Archaeologists have discovered a new ancient language at Boğazköy-Hattusha in the northern Turkish province of Çorum.
The language is similar to the cuneiform used by the Hittites, which is the oldest attested member of the Indo-European family, but with different symbols and letters. Archaeologists are trying to determine whether this language emerged before or after the Hittites, or whether it is linked to them.
Other languages, such as Luwian and Palaic, are also represented at the site.
They hope that this language can help us understand the history and culture of Anatolia. The name of this language is not yet known, but archaeologists have started calling it “Boğazköy Language”. According to the Julius-Maximilians-Universität Würzburg in Germany, a public research university, the lost language belongs to the Indo-European family, which includes hundreds of related tongues that are all thought to share a single prehistoric ancestor.

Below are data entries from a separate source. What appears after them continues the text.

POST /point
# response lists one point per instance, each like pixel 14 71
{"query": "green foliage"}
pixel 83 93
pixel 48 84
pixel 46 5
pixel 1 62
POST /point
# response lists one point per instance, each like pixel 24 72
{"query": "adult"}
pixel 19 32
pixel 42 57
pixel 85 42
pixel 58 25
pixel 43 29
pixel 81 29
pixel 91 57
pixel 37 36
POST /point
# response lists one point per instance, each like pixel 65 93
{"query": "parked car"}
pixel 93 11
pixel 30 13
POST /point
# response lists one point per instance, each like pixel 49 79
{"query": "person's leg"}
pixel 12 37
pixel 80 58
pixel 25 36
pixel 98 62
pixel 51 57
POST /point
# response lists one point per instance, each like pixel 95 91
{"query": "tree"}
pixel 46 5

Just under half the world’s population speaks an Indo-European language, which are native to most of Europe, the Iranian plateau and the northern Indian subcontinent. Some of the most widely spoken Indo-European languages are English, Hindi, Spanish, French, Russian, Portuguese, German, Punjabi and Bengali.
This latest Indo-European language was discovered thanks to a ritual text inscribed on a tablet at the UNESCO World Heritage Site of Boğazköy-Hattusha in Turkey’s northern Çorum province. Boğazköy-Hattusha was once the capital of the Hittite Empire, one of the great powers of the Near East during the Late Bronze Age, the period between roughly 1650-1200 B.C.

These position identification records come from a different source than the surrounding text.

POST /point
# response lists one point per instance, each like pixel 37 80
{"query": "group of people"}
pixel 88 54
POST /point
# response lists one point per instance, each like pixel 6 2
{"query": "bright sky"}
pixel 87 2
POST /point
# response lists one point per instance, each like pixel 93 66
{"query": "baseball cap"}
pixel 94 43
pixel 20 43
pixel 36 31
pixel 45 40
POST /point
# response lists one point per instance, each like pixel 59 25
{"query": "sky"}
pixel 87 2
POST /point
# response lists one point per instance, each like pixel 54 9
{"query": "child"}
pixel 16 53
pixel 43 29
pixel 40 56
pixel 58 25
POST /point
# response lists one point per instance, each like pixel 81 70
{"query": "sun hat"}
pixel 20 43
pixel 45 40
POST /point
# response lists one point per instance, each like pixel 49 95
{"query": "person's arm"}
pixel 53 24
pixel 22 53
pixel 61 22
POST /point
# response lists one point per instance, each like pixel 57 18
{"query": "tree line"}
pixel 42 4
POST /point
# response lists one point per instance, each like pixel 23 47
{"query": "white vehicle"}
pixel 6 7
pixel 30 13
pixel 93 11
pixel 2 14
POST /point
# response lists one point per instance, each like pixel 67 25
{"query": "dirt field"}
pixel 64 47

Excavations have been taking place at Boğazköy-Hattusha for more than century under the direction of the German Archaeological Institute (DAI).
Around 30,000 clay tablets have been found at the site to date, which have shed light on various aspects of life during the Hittite period, according to the Julius-Maximilians-Universität Würzburg.

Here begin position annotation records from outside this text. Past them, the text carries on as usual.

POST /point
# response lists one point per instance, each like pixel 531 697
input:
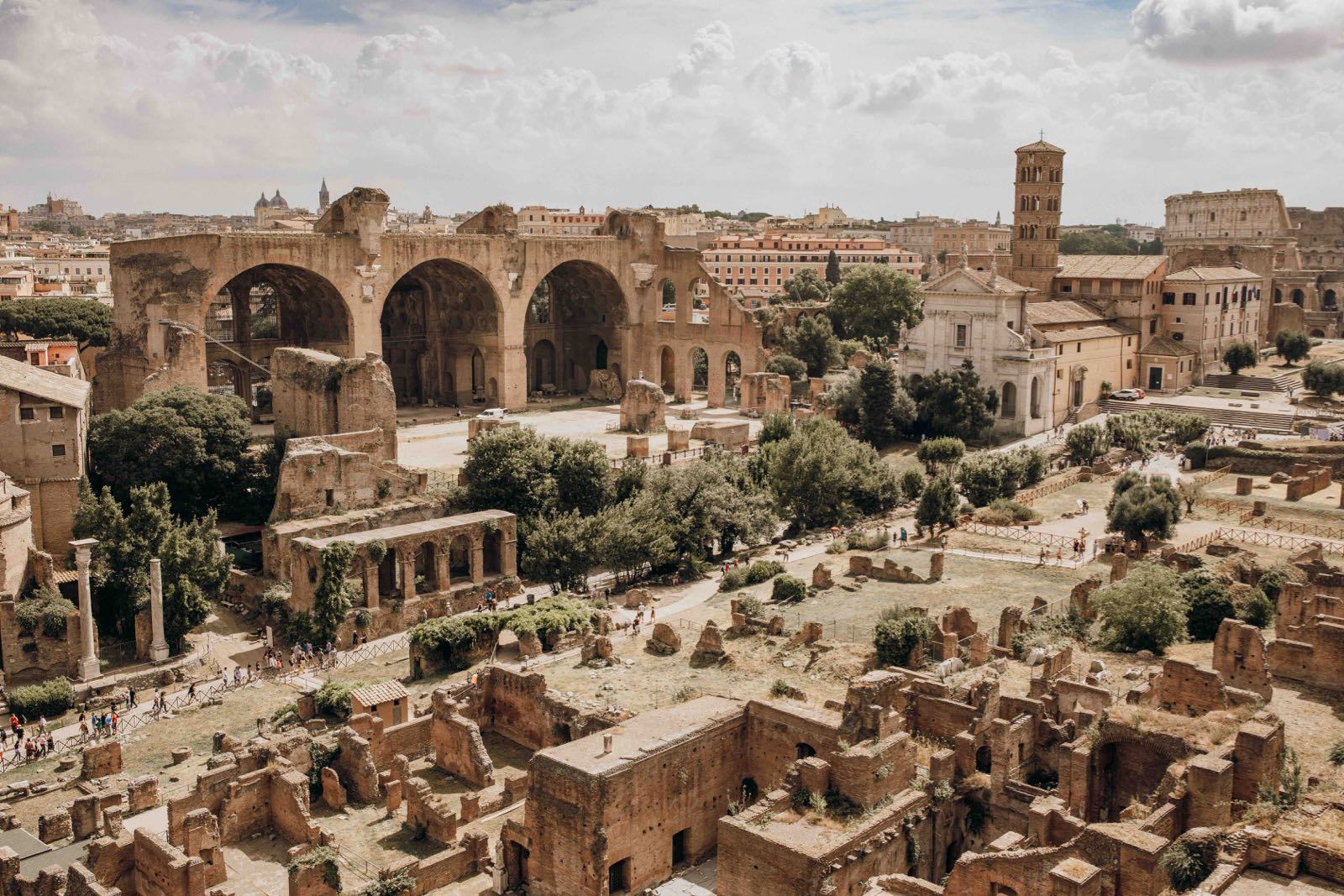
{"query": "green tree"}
pixel 192 443
pixel 788 365
pixel 886 411
pixel 1324 379
pixel 1240 356
pixel 938 504
pixel 510 469
pixel 582 476
pixel 875 301
pixel 194 571
pixel 1142 506
pixel 940 453
pixel 833 269
pixel 806 288
pixel 813 343
pixel 953 403
pixel 1292 345
pixel 85 320
pixel 819 476
pixel 1209 600
pixel 562 550
pixel 1142 611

However, excavations conducted this year, led by professor Dr. Andreas Schachner of the DAI’s Istanbul Department, surprisingly uncovered a recitation of a previously unknown extinct language. The language was hidden on a cuneiform tablet containing a ritual text written in Hittite. The Hittite ritual text refers to the lost tongue as the language of the land of Kalašma, an area that likely corresponds to where the towns of Bolu or Gerede in northern Turkey are located today.
“The Hittites were uniquely interested in recording rituals in foreign languages,” Daniel Schwemer, head of the Chair of Ancient Near Eastern Studies at Julius-Maximilians-Universität Würzburg, said in a press release.
For now, the recently discovered language remains largely incomprehensible.